We’re going to need a forum where thinkers can merge ideas across the sciences to see what new synchronicities emerge, and a place where our imaginations can explore the incredible possibilities that knowledge opens for us.

Issac Asimov’s Foundation series charts the fall, and eventual rise, of the Galactic Empire, a human civilisation spanning the Milky Way galaxy – the world the story encompasses. Hari Seldon, the story’s hero, is a mathematician who specializes in “psychohistory”, a scientific discipline that allows him to predict two possible futures: one where a thirty-thousand year dark age overcomes the Galactic Empire, and another where after only one thousand years a new, utopian society arises. By establishing two foundations at opposite ends of the galaxy, Hari Seldon attempts to ensure the second of these futures.

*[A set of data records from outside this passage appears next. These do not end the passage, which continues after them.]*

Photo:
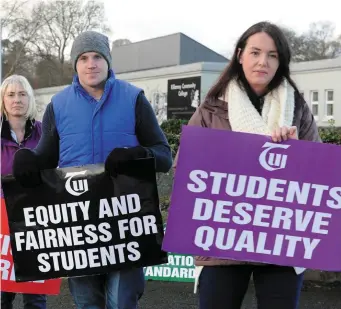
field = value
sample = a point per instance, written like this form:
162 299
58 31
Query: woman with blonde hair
19 129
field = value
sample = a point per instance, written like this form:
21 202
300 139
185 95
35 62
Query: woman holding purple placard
254 94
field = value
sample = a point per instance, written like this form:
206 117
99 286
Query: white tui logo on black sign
272 161
76 187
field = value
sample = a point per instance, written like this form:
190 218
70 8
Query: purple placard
239 196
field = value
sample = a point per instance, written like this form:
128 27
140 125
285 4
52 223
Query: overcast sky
214 23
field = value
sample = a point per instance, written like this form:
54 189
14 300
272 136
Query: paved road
171 295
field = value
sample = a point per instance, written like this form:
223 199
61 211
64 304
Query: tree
319 42
63 21
20 28
46 30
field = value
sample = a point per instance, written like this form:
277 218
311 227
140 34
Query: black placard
81 221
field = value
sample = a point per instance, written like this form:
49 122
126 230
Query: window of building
329 103
314 99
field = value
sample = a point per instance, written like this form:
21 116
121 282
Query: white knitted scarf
278 109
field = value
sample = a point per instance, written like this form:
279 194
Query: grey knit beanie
90 41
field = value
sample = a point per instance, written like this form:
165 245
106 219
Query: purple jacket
9 146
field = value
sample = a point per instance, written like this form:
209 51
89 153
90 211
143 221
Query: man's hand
26 168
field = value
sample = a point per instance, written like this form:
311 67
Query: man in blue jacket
97 119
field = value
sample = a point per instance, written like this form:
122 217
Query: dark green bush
331 134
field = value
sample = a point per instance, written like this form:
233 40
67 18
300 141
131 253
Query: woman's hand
284 133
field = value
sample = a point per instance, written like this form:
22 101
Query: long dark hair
234 69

Frank Herbet’s Dune centers on the young Paul Atreides, heir to the doomed House Atreides, who will become the Emperor of the Known Universe. The desert world of Arrakis is the centre of that universe and the source of the spice Melange, the only substance that allows galactic travel. He who controls the spice, controls the universe, and through a process of mystical enlightenment and open warfare, Paul Atreides learns the secret of the spice.

Ursula K. LeGuin’s The Lathe of Heaven depicts a near future Earth, a global society ravaged by poverty and resource wars. At the center of this world is George Orr, a man whose dreams can change the nature of reality, and William Haber, the psychiatrist who tries to shape Orr’s dreams to make a better world. Together they seek to solve racism and overpopulation to bring about world peace, all with unfortunate and counter-productive effects.

A vast array of concepts collide in the stories of Asimov, Hebert and Le Guin. The ability of economics to both predict and shape social change. The politics of empire, colonialism and the long span of history. The emerging ecological awareness and new age spirituality of the counter culture. Resource scarcity, and the fates of worlds in conflict for finite sources of energy. Post-modern philosophy and the conflict between objective reality and subjective experience. It is this melding of disparate ideas into coherent narratives has become the hallmark of science fiction.

"World building" is represented in some of the most highly regarded works of science fiction (clockwise from top left: Herbert's Dune, Asimov's Foundation series, Orwell's 1984, and LeGuin's The Lathe of Heaven.
“World building” is represented in some of the most highly regarded works of science fiction (clockwise from top left: Herbert’s Dune, Asimov’s Foundation series, Orwell’s 1984, and LeGuin’s The Lathe of Heaven.

These imagined stories – like thousands of other science fiction tales told in the 20th century – were presented to audiences as popular entertainment and escapism. But there was a greater purpose implicit in the emerging literature of science fiction. For most of human history stories had embraced both reason and the imagination. From the earliest recorded story, the epic of Gilgamesh, to the Biblical stories recorded in Genesis and other religious texts. The myths of ancient Greece and Rome, the fairy and folk tales of Medieval Europe and the courtly masques of Shakespearean theatre, for most of human history stories were shaped from both the real and the imagined.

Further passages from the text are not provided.